Cuando la película ya habia terminado Messi voltea a ver a su amigo que no había dicho nada sobre el final abierto, horrible, que había tenido. Todo lo que vio fue al hombre acercar su rostro y besar sus labios, Lionel estaba en shock , Rodrigo tenía sus ojos cerrados y había acunado su mano en la mejilla barbuda del otro hombre, pero este no le correspondía el beso y fue cuando se apartó.
—¿Qué fue eso?
—Un beso —sonrió, pero su amigo estaba serio—. Mierda, lo siento, yo-bueno yo creí que... Hubo señales. —Lionel tenía el ceño fruncido en su totalidad, Rodrigo estaba tartamudeando porque sabía lo que significaba. Se había equivocado.
—¿Señales de qué? —El hombre se levantó del sofá, De Paul igual.
—De que yo te gustaba, prácticamente vivimos juntos, estamos criando a mi hija, creí que estábamos en algo.
—¿Crees que soy maricón, Rodrigo? Ni siquiera sabía que vos sos un marica.
—No, creí que eras bisexual como yo, no un puto maricón. —Lo había aceptado hace algunos años, cuando empezó a mirar a Lionel con otros ojos. Su familia lo supo en cuanto lo vieron llegar con el hombre para celebrar la Navidad, jamás les molesto que estuviera tan cerca de Lionel y su madre le había preguntado en privado hace cuanto que estaban juntos, le tuvo que explicar que no había nada entre ellos.

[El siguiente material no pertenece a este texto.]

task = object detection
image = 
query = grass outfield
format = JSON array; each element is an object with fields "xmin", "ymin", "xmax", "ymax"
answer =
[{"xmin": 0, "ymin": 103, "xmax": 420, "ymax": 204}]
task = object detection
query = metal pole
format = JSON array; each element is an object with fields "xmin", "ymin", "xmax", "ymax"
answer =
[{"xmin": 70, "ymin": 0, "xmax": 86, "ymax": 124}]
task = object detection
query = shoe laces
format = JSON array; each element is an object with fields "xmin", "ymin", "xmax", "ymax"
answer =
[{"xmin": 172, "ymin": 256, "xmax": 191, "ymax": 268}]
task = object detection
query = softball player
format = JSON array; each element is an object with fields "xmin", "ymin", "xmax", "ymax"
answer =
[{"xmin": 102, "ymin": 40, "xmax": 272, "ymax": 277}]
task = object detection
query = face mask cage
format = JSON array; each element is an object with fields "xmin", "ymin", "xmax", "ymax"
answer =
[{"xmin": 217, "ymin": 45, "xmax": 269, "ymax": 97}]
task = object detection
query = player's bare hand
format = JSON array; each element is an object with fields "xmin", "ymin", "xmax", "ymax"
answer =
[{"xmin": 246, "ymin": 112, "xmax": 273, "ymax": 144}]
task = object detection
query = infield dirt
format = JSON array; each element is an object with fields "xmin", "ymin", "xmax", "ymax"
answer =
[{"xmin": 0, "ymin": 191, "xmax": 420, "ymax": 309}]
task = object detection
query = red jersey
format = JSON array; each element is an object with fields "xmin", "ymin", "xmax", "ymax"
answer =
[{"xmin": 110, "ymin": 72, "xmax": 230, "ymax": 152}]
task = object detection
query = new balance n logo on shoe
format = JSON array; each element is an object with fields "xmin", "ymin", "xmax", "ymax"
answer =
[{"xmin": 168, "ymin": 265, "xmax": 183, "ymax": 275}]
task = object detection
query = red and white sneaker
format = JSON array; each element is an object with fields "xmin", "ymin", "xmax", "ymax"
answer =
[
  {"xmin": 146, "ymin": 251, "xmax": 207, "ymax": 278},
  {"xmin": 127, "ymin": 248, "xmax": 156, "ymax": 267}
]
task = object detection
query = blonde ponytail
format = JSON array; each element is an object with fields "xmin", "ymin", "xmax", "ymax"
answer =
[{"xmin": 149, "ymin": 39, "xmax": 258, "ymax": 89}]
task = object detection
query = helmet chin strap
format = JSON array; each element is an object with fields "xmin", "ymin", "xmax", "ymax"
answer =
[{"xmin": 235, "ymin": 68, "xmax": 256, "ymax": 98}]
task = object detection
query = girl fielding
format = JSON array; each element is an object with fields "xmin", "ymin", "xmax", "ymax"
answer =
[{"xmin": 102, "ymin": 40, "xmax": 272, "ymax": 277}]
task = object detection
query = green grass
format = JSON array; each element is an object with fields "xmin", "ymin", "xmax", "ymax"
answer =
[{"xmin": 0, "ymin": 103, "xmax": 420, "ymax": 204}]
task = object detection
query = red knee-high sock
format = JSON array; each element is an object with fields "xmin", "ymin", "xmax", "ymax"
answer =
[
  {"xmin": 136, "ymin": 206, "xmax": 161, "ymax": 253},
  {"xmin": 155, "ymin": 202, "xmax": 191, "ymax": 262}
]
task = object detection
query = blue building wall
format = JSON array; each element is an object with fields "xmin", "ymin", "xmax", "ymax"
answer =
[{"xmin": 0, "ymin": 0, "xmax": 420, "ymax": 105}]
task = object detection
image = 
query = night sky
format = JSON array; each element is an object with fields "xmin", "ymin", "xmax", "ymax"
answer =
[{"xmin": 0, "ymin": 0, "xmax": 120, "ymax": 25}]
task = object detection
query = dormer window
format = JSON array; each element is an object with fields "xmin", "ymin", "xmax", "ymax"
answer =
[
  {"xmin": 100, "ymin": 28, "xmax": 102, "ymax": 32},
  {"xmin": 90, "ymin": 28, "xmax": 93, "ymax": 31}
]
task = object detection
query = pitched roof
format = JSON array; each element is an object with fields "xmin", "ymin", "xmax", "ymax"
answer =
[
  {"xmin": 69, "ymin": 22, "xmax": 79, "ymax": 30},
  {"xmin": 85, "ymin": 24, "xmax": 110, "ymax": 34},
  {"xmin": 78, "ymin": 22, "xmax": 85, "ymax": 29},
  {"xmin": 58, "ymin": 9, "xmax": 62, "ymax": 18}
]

Debió creer lo que dijo y no imaginar una vida donde podía despertar con el rostro del mejor del mundo a su lado.
—¿En qué momento te hice creer que me podían gustar los hombres, que me podías gustar?
—Las señales... —Fue interrumpido por Messi quien ya estaba agarrando sus cosas. Se estaba yendo.

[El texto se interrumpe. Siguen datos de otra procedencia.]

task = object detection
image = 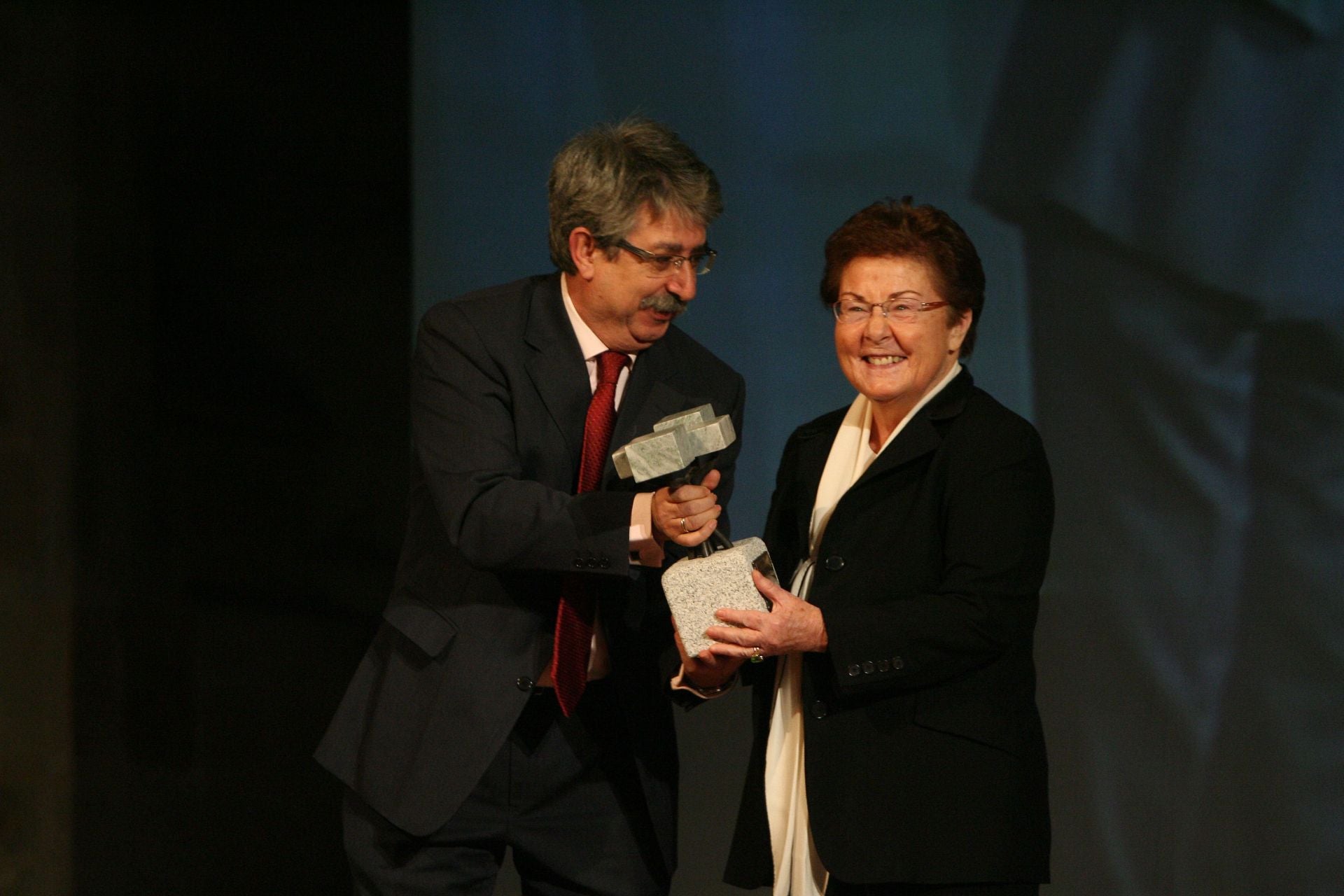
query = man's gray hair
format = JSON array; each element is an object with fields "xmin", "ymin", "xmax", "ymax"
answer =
[{"xmin": 547, "ymin": 118, "xmax": 723, "ymax": 274}]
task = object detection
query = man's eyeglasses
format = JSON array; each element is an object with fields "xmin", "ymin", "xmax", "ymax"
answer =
[
  {"xmin": 831, "ymin": 298, "xmax": 948, "ymax": 323},
  {"xmin": 615, "ymin": 239, "xmax": 718, "ymax": 276}
]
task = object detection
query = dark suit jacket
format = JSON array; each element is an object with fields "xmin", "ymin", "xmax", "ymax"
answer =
[
  {"xmin": 317, "ymin": 274, "xmax": 745, "ymax": 868},
  {"xmin": 724, "ymin": 371, "xmax": 1054, "ymax": 887}
]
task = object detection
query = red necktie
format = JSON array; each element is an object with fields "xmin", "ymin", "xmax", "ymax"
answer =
[{"xmin": 551, "ymin": 351, "xmax": 630, "ymax": 716}]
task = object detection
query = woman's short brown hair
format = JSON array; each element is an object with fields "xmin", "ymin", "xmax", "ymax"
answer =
[{"xmin": 821, "ymin": 196, "xmax": 985, "ymax": 357}]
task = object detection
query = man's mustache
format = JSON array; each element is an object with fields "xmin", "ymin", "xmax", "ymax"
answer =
[{"xmin": 640, "ymin": 293, "xmax": 691, "ymax": 317}]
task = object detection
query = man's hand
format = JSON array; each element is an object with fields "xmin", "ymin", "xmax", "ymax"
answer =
[
  {"xmin": 704, "ymin": 570, "xmax": 828, "ymax": 659},
  {"xmin": 650, "ymin": 470, "xmax": 723, "ymax": 548}
]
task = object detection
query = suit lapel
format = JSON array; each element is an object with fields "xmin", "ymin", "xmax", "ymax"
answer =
[
  {"xmin": 794, "ymin": 414, "xmax": 844, "ymax": 560},
  {"xmin": 523, "ymin": 274, "xmax": 593, "ymax": 469}
]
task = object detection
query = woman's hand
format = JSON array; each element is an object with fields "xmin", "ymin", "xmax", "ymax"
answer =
[
  {"xmin": 704, "ymin": 570, "xmax": 828, "ymax": 659},
  {"xmin": 672, "ymin": 618, "xmax": 746, "ymax": 690},
  {"xmin": 650, "ymin": 470, "xmax": 723, "ymax": 548}
]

—¿Qué señales, Rodrigo? ¿Qué señales? Yo no me ando con señales, si una mujer me gusta encaro y listo. ¿Señales? No puedo creerlo, ¿qué tenés 12 años? —Soltó, Rodrigo podía ver como se cerraba por su enfado cada vez más. Se arrepentía totalmente, pero no se iba a quedar callado, ¿entonces qué fue todo lo que pasó entre ellos?
—No te hagas, me tocabas y me besaste en los vestuarios, en otros lados, siempre estas encima de mí, te gusta que yo te toque y te gusta venir acá, creí que era por mí.
Messi ya se había puesto la chaqueta cuando lo miró con lástima.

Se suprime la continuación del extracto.